Monsieur Forcier s’est dit heureux d’être à Rouyn-Noranda : « Merci à tous d’être là. Merci Rouyn-Noranda; c’est une ville qui me plait beaucoup. À chaque fois que j’y viens, je rencontre des gens formidables. Alors, on a fait notre possible », dit Monsieur Forcier sous les rires et applaudissements de la salle avant de céder la parole à Donald Pilon. « Ça fait le 4e long métrage que je fais avec lui.

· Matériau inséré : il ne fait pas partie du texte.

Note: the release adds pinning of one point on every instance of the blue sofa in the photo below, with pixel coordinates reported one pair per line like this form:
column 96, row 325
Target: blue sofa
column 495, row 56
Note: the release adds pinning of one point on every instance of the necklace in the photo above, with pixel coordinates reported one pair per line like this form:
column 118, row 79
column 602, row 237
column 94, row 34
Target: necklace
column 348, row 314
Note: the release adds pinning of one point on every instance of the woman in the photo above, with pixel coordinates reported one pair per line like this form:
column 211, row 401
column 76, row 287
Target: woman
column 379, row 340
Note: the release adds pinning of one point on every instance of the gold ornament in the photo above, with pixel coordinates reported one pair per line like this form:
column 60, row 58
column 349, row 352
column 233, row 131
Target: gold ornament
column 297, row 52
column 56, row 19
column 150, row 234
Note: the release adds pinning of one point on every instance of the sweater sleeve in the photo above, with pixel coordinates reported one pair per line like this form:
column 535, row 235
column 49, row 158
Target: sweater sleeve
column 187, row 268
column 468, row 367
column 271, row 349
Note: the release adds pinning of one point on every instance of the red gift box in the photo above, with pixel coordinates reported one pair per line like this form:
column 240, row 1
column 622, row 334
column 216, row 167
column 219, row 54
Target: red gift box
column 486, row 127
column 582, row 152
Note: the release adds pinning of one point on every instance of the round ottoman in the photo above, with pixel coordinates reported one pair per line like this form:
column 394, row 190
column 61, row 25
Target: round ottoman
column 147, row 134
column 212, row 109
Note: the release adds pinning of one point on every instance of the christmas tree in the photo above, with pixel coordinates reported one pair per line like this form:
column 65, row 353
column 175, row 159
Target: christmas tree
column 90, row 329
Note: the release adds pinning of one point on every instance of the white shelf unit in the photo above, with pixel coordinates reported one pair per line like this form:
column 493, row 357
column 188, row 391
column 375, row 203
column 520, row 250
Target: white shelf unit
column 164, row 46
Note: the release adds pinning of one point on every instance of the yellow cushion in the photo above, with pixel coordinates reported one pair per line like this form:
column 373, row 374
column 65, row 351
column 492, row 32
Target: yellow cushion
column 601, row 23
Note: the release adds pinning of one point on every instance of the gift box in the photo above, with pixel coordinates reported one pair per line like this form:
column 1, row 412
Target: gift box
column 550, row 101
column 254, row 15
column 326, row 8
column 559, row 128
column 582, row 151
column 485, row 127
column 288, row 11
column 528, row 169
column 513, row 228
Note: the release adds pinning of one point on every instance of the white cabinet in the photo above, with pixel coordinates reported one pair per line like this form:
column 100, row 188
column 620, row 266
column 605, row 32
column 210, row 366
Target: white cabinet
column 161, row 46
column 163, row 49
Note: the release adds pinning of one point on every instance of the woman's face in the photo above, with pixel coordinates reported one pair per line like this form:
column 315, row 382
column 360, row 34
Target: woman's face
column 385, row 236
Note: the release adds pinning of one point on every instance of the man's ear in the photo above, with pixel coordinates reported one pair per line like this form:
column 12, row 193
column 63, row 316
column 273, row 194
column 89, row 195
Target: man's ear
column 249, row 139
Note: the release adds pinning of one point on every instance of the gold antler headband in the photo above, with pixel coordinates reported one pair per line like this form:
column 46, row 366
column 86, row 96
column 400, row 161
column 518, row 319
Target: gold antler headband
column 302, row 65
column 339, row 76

Je vais vous dire une chose, j’aime ça travailler avec lui. C’est tellement enrichissant. Il est bougonneux, mais je l’aime pareil », conclut l’acteur pour laisser Roy Dupuis dire quelques mots. « Merci de nous accueillir encore une fois. J’espère que vous allez aimer ça. Comme il disait, on a fait notre possible », confirme Roy Dupuis.

La réception fut sans équivoque. Les spectateurs n’ont pas attendu l’apparition du générique pour se mettre à applaudir. La fable naturaliste avec une touche de fantaisie d’André Forcier n’a pas déçu les attentes qui étaient pourtant très élevées par les cinéphiles qui adorent les films de ce cinéaste hors du commun. Après la projection, ceux qui avaient vu le film suscitaient la jalousie de ceux qui l’avaient raté. Évidemment, la teneur des discussions sur les différents éléments du long métrage avait de quoi piquer la curiosité, c’est le moins qu’on puisse dire!